The one on the right is the one that goes on the tree. ;)



Our home is all decorated now. We did it in stages...we've learned that's kinda what you have to do when you have an 8 month old. 






And I thought I'd show you the finished look after writing about our stockings here.


Merry Christmas everyone!

Thursday, December 2, 2010

Happy Birthday, Courtney!!!

Courtney Renee, you are such a cherished sister of mine! I am so thankful that the Lord decided to let me be in your life. You are an amazing friend...always thinking of others and how you can serve them. You were a huge reason why I made it through baby blues after having Reese. Just knowing you would be over to hug me, let me cry on your shoulder and to laugh with me at my new mom mistakes meant so much to me! 

I also love to see the relationship you share with Matt. You both were so close before I came into the picture and although it was strange for him to have a girl in his life, you welcomed me with open arms right away! I love that you two are still close and enjoy each other's company.



You're also an incredible Aunt! You love Reese so much and it blesses my heart to see you enjoying her. From "Peak a Boo" and "Where's Reese?" you keep me laughing right along with her. As we're figuring out...she's starting to recognize you when you come over and that is so fun!






You also are a wonderful wife to your sweet husband! Your relationship is a joy to watch and I love that you can be crazy together but quickly switch to respect and admiration. It's been such a delight to live so close in order to have you guys over multiple times! I'm so so thankful for that unexpected gift from God.


So all that to say, Happy 23rd Birthday, Court! I hope it's a wonderful day all the way through. I love you and pray that this coming year is filled with God's richest blessings poured out on your life. Oh...and I just had to add this last picture. Makes me smile every time I see it. :)


Thanksgiving 2010

For Thanksgiving this year Matt, Reese and I joined Tad and Monika (Matt's brother and sister-in-law) in traveling up to Ukiah, CA where Monika is from. Although it was a long car ride...especially for an 8 month old we are so glad we went and enjoyed our week together.
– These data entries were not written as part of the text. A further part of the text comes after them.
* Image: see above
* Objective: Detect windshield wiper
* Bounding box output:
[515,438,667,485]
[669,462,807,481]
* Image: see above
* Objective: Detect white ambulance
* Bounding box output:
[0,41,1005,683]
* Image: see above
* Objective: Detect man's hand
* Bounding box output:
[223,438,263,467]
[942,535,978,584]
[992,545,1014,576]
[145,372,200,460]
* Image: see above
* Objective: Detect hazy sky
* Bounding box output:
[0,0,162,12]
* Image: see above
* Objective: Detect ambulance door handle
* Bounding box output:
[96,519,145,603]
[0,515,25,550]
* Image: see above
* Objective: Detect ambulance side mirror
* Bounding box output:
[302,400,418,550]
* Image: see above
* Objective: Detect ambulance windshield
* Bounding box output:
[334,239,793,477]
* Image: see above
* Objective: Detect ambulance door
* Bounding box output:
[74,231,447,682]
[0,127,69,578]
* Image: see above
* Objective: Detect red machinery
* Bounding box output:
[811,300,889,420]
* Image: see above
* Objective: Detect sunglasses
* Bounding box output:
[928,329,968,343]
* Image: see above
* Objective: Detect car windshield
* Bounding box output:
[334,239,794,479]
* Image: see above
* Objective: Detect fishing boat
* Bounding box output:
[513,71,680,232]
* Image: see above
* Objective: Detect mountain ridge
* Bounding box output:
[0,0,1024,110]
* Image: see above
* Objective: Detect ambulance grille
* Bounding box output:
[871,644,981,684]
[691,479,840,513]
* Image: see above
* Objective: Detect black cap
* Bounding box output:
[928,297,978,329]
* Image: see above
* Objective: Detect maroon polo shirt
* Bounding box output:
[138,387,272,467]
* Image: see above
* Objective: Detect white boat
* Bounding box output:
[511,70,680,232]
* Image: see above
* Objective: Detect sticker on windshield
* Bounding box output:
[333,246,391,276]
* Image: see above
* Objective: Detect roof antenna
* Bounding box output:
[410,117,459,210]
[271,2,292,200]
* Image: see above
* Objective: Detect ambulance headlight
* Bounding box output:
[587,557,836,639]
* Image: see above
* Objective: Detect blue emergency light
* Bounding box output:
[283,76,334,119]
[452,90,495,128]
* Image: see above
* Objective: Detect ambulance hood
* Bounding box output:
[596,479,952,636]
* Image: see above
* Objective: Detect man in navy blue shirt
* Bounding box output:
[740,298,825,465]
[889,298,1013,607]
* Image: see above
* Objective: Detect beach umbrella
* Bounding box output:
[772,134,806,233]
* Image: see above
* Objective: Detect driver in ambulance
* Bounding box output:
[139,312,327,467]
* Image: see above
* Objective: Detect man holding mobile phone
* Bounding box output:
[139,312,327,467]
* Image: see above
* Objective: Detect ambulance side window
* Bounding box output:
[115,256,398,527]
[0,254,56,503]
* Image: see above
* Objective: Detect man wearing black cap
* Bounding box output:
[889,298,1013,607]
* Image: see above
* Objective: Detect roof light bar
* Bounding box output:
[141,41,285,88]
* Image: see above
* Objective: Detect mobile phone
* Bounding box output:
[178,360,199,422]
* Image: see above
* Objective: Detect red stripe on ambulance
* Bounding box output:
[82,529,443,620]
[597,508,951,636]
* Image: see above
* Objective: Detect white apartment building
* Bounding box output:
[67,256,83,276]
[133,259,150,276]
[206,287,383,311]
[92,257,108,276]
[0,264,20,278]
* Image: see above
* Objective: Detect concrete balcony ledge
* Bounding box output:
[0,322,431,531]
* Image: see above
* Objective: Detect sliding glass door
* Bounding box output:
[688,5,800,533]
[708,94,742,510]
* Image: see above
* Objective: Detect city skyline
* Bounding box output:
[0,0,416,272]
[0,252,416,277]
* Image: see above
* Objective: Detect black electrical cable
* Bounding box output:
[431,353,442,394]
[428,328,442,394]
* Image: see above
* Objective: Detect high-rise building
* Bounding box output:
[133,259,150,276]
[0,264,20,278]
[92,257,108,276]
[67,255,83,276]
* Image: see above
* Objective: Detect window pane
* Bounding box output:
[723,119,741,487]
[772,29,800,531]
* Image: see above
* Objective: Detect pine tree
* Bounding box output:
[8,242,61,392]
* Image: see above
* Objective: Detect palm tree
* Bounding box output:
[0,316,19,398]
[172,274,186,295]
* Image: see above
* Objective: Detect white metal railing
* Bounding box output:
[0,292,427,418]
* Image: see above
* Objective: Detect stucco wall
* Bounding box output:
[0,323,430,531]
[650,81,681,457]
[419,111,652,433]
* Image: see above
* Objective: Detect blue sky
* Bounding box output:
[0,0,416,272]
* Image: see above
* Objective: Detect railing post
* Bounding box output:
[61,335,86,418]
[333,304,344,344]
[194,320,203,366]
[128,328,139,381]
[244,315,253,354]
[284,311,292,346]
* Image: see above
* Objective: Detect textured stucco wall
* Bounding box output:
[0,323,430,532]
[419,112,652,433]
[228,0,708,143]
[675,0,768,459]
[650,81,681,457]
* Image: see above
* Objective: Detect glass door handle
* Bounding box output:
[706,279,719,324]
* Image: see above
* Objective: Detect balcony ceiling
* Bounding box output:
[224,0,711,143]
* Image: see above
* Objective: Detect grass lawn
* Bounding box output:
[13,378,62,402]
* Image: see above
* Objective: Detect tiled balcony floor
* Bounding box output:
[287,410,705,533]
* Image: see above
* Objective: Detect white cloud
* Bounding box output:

A big part of spending Thanksgiving up north is getting to make fresh wreaths and swags to decorate our homes for Christmas. I LOVE this part...especially the end result. It also gives us a chance to just hang out as girls, talk and watch Christmas movies. Monika and Mary have gotten me hooked on making fresh decorations and I haven't looked back.





This happens to be the third year in a row we've spent Thanksgiving with the Young's (Monika's parents) and once again they went our of their way to spoil us with kindness and incredible food! Our eyes grow big and our mouth's water whenever we think about all the amazing cooking that goes on. I didn't get a chance to take pictures of all the food we enjoyed but here are some from the week.

Reese's First Thanksgiving!





We took a walk as a family on Thanksgiving Day

Reese and mom hanging out in the car while
dad gets something at the store.
Reese LoVeS Uncle Tad!
She would smile whenever she saw him.


Monika's beautiful Apple pie!
 We really loved our time in Ukiah and are so thankful for Monika's parents who love us like we are their kids too! Thank you for a wonderful time away, Gregg and Mary!